This is difficult to comprehend following the recent wet December, but drought is a very common problem for trees during the winter months, when they are unable to draw up water from frozen ground; evergreens and newly planted trees are at most risk of this problem. If the weather is unseasonally dry, then soil moisture levels of your trees need to be checked frequently; follow this link for advice and remedial action NICHOLSONS Planting and Watering Guidelines.pdf then apply a thick mulch for protection and moisture retention.
This is one of the most enjoyable of winter tasks, with fruit trees especially benefitting, to encourage fruiting spurs for bountiful harvests. If the weather doesn’t look inviting, fast forward to Spring and daydream – all that blossom buzzing with pollinating insects will be the result of your efforts. Winter pruning is mainly for apples, pears and quince (pome fruit); do not prune stone fruit, such as plums and cherries, at this time of year, to prevent fungal diseases taking hold through pruning cuts.

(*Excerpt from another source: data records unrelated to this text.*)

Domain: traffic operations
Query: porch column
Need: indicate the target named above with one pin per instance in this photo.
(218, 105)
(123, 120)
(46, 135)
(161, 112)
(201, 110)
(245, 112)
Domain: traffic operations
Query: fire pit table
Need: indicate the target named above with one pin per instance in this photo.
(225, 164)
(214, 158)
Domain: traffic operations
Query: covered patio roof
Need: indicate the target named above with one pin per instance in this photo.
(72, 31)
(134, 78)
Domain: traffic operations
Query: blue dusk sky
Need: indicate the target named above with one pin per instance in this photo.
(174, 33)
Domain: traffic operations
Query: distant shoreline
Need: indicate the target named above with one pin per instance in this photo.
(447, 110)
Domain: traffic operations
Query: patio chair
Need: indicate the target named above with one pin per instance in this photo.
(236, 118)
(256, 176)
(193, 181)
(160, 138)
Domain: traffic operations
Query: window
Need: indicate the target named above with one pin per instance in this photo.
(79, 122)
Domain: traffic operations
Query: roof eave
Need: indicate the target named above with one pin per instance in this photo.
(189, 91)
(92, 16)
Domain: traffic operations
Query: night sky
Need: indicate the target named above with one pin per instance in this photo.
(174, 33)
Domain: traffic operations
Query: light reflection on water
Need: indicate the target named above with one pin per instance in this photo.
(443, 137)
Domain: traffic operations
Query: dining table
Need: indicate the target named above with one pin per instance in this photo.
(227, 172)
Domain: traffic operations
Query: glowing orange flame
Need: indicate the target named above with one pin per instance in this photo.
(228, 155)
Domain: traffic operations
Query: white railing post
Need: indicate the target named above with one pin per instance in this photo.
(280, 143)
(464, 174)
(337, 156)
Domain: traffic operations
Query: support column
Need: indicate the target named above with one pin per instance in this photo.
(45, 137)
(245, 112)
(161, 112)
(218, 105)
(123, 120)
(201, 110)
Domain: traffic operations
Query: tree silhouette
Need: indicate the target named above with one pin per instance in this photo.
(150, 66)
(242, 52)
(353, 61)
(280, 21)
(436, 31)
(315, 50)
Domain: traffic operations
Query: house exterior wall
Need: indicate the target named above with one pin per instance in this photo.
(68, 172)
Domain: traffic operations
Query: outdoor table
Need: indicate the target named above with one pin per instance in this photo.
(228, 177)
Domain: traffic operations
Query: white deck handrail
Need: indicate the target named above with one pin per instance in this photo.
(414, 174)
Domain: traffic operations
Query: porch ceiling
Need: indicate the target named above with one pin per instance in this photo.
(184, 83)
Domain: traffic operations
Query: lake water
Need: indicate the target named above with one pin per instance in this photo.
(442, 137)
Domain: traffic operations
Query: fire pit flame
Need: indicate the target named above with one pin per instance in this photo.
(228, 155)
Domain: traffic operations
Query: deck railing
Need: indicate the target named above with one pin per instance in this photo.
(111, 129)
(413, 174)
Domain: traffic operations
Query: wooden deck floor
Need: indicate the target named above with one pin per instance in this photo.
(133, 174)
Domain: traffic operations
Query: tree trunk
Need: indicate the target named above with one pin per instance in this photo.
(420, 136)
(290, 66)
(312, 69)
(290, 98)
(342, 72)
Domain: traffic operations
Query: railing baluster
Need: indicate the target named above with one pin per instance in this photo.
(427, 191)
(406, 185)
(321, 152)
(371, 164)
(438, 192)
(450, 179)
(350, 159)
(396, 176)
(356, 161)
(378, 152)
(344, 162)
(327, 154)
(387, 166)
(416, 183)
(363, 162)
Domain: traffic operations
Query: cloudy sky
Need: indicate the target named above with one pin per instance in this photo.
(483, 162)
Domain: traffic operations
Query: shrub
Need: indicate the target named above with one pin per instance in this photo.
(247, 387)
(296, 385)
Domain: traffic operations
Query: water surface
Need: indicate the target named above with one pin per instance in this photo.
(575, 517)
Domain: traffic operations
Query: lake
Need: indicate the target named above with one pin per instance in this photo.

All trees will benefit from formative pruning in their early years to establish a good shape and what better time to see their structure when they are laid bare in winter. Remove all dead, damaged, diseased, or chafing branches, and those growing towards the centre of the canopy, cutting back the rest by a third; aim for an open goblet shape to allow plenty of airflow through the branches and penetration of sunlight for fruit ripening. Trained fruit trees should be pruned in the spring before bud break and again in the summer, to maintain their shape and maximise cropping.